Re: planner with index scan cost way off actual cost, advices to tweak cost constants?

Guillaume Cottenceau <gc@xxxxxx> · 21 Mar 2006 11:13:06 +0100

"Jim C. Nasby" <jnasby 'at' pervasive.com> writes:

[...]

> > My point is that the planner's cost estimate is way above the
> > actual cost of the query, so the planner doesn't use the best
> > plan. Even if the index returns so much rows, actual cost of the
> > query is so that index scan (worst case, all disk cache flushed)
> > is still better than seq scan but the planner uses seq scan.
> 
> Yes. The cost estimator for an index scan supposedly does a linear
> interpolation between a minimum cost and a maximum cost depending on the
> correlation of the first field in the index. The problem is that while
> the comment states it's a linear interpolation, the actual formula
> squares the correlation before interpolating. This means that unless the
> correlation is very high, you're going to get an unrealistically high
> cost for an index scan.

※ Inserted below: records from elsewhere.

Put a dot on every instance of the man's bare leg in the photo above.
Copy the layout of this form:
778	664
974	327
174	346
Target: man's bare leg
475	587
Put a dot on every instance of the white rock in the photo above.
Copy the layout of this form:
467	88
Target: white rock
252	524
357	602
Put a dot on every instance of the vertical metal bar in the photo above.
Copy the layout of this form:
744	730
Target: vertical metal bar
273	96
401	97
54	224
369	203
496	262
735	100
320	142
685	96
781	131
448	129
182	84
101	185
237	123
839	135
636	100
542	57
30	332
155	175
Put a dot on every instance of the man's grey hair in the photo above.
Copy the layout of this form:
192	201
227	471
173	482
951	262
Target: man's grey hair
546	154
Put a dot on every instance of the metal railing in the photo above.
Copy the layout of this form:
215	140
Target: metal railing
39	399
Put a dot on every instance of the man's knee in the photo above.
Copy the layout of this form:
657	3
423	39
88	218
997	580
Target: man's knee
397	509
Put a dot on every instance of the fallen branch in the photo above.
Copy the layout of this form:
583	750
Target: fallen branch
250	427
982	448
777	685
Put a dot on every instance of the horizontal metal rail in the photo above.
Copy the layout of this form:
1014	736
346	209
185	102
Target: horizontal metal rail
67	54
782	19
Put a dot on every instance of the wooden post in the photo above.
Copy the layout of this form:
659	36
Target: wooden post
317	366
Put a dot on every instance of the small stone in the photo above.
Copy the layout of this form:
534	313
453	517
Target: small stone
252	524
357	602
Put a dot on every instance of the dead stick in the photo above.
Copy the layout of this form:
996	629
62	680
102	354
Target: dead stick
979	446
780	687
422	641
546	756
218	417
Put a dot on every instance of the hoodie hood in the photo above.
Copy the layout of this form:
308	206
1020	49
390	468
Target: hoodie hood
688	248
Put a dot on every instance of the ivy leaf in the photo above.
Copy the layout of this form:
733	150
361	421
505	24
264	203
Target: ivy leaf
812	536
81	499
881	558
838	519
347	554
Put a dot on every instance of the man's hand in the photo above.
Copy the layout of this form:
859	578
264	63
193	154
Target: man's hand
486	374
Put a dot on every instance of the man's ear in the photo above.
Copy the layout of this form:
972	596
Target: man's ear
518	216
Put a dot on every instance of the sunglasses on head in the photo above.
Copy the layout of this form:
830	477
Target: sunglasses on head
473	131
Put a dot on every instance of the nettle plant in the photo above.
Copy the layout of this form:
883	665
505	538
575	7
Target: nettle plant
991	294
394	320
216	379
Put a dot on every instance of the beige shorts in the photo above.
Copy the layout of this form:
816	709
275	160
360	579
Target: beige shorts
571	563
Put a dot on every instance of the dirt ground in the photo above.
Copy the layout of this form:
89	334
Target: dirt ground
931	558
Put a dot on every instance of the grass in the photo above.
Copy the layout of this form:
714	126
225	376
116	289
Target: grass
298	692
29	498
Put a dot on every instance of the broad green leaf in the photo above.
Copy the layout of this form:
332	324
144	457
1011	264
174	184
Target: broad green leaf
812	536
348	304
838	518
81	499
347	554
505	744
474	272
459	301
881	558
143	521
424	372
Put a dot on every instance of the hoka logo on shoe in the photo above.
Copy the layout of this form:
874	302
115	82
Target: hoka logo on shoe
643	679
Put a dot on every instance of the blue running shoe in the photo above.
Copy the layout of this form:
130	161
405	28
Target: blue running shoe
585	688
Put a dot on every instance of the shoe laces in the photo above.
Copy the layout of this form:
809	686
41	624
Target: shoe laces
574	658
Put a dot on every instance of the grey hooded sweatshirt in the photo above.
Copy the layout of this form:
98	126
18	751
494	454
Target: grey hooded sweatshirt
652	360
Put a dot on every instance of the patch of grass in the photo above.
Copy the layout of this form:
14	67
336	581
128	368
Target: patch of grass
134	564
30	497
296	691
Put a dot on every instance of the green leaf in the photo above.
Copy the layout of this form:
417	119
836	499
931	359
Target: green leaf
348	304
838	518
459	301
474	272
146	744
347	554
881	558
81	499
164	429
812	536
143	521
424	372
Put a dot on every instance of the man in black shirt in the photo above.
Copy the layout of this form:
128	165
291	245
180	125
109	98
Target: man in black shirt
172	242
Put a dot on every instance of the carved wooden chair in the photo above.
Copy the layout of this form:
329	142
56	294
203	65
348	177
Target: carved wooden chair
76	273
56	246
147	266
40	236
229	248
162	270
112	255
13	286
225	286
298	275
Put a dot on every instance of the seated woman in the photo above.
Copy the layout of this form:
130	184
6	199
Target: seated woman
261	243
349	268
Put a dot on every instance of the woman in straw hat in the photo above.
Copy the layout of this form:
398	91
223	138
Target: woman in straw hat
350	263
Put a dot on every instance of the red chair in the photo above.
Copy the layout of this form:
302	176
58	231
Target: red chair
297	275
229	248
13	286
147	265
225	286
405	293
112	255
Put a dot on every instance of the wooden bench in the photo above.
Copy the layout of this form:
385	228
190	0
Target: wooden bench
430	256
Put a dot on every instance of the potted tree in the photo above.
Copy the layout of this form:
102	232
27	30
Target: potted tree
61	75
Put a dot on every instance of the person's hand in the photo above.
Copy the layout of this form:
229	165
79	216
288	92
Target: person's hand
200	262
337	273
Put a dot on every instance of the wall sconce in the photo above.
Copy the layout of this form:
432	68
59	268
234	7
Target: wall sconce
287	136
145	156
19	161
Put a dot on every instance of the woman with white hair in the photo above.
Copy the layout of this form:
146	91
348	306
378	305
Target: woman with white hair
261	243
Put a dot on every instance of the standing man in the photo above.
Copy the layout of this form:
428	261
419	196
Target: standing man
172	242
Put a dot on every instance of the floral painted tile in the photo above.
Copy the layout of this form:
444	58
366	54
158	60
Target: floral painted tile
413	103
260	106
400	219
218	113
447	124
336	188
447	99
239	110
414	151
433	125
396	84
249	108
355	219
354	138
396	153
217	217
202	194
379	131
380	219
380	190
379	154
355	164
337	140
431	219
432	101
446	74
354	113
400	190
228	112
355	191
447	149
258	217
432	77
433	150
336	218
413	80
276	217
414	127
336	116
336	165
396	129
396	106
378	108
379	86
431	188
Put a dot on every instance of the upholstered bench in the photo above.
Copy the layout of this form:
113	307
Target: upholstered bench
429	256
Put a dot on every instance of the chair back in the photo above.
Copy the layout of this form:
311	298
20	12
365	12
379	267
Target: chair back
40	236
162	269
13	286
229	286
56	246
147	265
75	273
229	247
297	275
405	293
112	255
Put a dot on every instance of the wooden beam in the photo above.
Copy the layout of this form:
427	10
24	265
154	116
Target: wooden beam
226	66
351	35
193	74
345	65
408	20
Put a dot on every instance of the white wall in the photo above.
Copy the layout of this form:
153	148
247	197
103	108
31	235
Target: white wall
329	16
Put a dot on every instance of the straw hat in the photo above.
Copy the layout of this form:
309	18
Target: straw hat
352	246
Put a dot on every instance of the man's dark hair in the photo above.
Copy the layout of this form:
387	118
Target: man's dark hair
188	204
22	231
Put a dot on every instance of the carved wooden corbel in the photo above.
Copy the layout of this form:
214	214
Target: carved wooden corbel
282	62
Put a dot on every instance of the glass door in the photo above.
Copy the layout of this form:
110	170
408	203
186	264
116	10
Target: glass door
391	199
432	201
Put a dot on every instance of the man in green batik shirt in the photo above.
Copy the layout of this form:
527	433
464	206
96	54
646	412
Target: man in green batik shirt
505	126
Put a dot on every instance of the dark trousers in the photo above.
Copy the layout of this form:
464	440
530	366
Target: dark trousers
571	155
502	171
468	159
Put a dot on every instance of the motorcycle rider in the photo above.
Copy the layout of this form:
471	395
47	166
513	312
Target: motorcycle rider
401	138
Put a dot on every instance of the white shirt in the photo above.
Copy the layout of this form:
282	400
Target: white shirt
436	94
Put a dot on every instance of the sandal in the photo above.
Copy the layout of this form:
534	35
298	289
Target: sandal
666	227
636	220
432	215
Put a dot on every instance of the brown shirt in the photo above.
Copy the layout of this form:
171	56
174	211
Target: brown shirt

I have data that supports this at
> http://stats.distributed.net/~decibel/, but I've never been able to get
> around to testing a patch to see if it improves things.

Interesting.

It would be nice to investigate the arguments behind the choice
you describe for the formula used to perform the interpolation. I
have absolutely no knowledge on pg internals so this is rather
new/fresh for me, I have no idea how smart that choice is (but
based on my general feeling about pg, I'm suspecting this is
actually smart but I am not smart enough to see why ;p).

-- 
Guillaume Cottenceau